Masquerading as shipping or order confirmation notifications

Aug 28, 2009 13:26 GMT  ·  By

The creators of the Bredolab computer trojan have launched a new distribution campaign, which delivers the malware via bogus order confirmation emails allegedly sent from online shops. Security researchers advise potentially curious users not to open the attachments.

Email security company MX Lab warns that emails with titles such as "Thank you for settling the order No.90322972" or "Shipping confirmation for order _24204," come with a malware attached. The fake messages use social engineering in order to trick users into believing that an unauthorized order has been made in their name.

The "From" field of the emails is spoofed and one of them reads "Thank you for shopping at our internet store! We have successfully received your payment. Your order has been shipped to your billing address. You have ordered Toshiba Satellite U400D. You can find your tracking number in attached to the e-mail document. Please print the label to get your package."

The electronic equipment allegedly ordered online and the text can differ for each offending message. This technique has probably been chosen in order to avoid detection from basic spam filters. A randomly named .zip archive file is attached to every email.

"The extracted ZIP archive contains an D*****.exe, of approx 36 kB, where * stands for random numbers and letters," the company explains. The executable file is actually the Bredolab installer, which, according to a VirusTotal scan, has an under average detection rate (16/49).

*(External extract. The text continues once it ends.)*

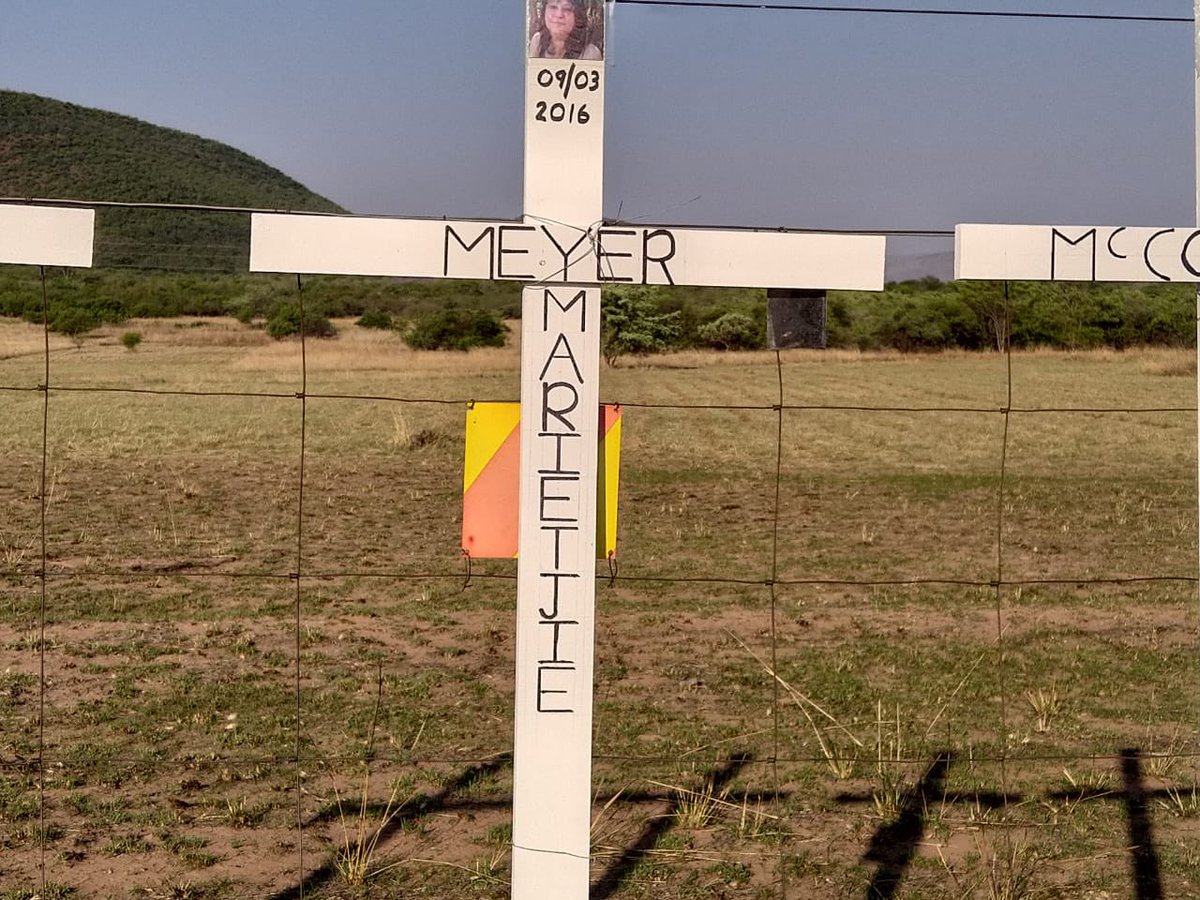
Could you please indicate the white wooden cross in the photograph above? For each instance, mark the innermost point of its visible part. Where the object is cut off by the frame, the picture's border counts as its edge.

Bredolab is a new computer trojan discovered by security researchers back in May. Once installed on the system, its purpose is to infect it with additional malware. So far, the trojan has been observed to download malicious applications from the FakeAV family.

Using bogus order or shipment confirmation emails to propagate malware is not a new technique and has been intensively used as lure during the past several years. The fact that some cybercrooks prefer it suggests that it still has a fair amount of success. Users are strongly advised to keep their antivirus solutions updated with the latest definitions.